Configuration-based use of HF hub-hosted datasets for training (#701)

* Add hf_dataset configuration for using HF hub-hosted datasets for (Q)LoRA training * Pre-commit formatting * Fix YAML config example * Print DS info * Include name * Add hf_dataset parameter default * Remove TextHFDataset and CompletionsHFDataset and use Dataset and CompletionsDataset instead, adding a text_key constructor argument to the former (and changing it to work with a provided data structure instead of just from a JSON file), and prompt_key and completion_key arguments to the latter with defaults for backwards compatibility. * nits * update docs --------- Co-authored-by: Awni Hannun <awni@apple.com>
2025-12-16 02:08:55 +08:00 · 2024-06-26 13:20:50 -04:00
parent 1d701a1831
commit df6bc09d74
7 changed files with 140 additions and 28 deletions
--- a/llms/mlx_lm/LORA.md
+++ b/llms/mlx_lm/LORA.md
@@ -151,9 +151,14 @@ Examples GitHub repo has an [example of the WikiSQL
 data](https://github.com/ml-explore/mlx-examples/tree/main/lora/data) in the
 correct format.

+Datasets can be specified in `*.jsonl` files locally or loaded from Hugging
+Face. 
+
+### Local Datasets
+
 For fine-tuning (`--train`), the data loader expects a `train.jsonl` and a
 `valid.jsonl` to be in the data directory.
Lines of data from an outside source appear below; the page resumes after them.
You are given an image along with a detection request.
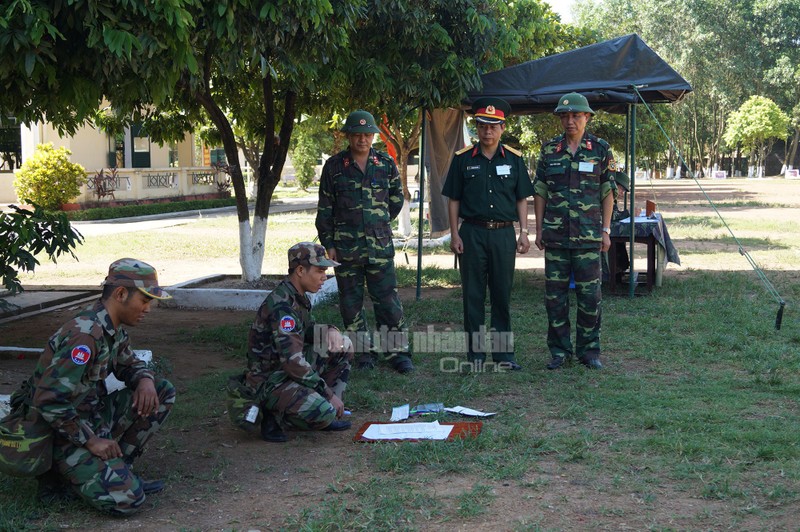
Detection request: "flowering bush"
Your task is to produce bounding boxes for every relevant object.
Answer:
[14,144,87,211]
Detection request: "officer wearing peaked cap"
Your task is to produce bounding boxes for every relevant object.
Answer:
[442,97,533,370]
[228,242,353,442]
[533,92,616,369]
[316,110,414,374]
[5,258,175,515]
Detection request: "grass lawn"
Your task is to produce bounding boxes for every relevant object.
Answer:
[6,180,800,530]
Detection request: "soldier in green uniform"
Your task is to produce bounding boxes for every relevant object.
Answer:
[5,259,175,514]
[533,92,616,369]
[442,98,533,370]
[228,242,353,442]
[316,110,414,373]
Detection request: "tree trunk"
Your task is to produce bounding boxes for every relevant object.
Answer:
[379,112,424,237]
[197,69,297,282]
[786,126,800,168]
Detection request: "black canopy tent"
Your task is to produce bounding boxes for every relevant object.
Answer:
[420,34,692,293]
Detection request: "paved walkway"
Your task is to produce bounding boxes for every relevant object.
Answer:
[0,197,317,318]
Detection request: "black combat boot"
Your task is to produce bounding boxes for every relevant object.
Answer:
[261,410,286,443]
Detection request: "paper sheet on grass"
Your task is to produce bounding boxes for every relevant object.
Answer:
[389,404,409,421]
[363,421,453,440]
[445,406,497,417]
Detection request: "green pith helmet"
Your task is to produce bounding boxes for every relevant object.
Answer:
[342,109,381,133]
[553,92,594,114]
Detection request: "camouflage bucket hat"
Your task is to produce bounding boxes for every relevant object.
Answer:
[289,242,339,269]
[103,259,172,299]
[342,109,381,133]
[553,92,594,114]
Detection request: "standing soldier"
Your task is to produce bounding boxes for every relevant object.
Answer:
[228,242,353,442]
[533,92,616,369]
[316,110,414,373]
[3,259,175,515]
[442,98,533,370]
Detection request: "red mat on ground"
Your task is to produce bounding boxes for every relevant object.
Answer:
[353,421,483,443]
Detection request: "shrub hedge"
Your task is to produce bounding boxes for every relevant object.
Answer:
[62,198,236,221]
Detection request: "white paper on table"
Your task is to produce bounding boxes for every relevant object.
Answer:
[445,406,497,417]
[363,421,453,440]
[617,216,658,224]
[389,404,409,421]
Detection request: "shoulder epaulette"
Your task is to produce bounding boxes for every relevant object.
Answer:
[456,146,472,155]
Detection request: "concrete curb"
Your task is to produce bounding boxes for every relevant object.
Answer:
[158,275,338,310]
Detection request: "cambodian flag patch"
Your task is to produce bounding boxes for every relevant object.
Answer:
[281,316,297,332]
[71,345,92,366]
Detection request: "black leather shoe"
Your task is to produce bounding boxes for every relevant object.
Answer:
[139,478,165,495]
[356,355,375,371]
[581,358,603,369]
[389,355,414,375]
[322,419,352,432]
[261,410,286,443]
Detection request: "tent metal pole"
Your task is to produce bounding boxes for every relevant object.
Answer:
[627,104,636,298]
[417,108,428,301]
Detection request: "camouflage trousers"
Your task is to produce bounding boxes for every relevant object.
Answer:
[53,379,175,514]
[335,259,411,360]
[459,223,517,362]
[257,346,350,430]
[544,247,601,360]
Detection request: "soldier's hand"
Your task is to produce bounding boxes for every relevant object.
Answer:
[330,395,344,419]
[450,235,464,255]
[133,378,158,417]
[517,233,531,254]
[328,327,353,358]
[84,436,122,460]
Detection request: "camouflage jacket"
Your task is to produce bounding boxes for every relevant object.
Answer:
[246,278,333,399]
[533,133,616,249]
[11,301,153,447]
[316,148,403,263]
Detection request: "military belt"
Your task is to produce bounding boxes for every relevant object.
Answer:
[464,218,514,229]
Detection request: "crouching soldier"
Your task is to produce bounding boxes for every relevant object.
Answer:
[1,259,175,515]
[228,242,353,442]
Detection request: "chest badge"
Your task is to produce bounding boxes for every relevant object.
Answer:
[70,345,92,366]
[280,316,297,332]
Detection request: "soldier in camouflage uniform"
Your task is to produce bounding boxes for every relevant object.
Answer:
[11,259,175,514]
[316,110,414,373]
[534,93,616,369]
[230,242,353,442]
[442,98,533,370]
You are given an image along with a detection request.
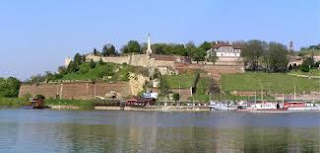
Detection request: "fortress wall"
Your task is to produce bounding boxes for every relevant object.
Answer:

For evaluation (`--test`), the data
-loader expects a `test.jsonl` in the data directory.
+loader expects a `test.jsonl` in the data directory. 

 Currently, `*.jsonl` files support three data formats: `chat`,
 `completions`, and `text`. Here are three examples of these formats:
@@ -199,7 +204,34 @@ Currently, `*.jsonl` files support three data formats: `chat`,
 Note, the format is automatically determined by the dataset. Note also, keys in
 each line not expected by the loader will be ignored.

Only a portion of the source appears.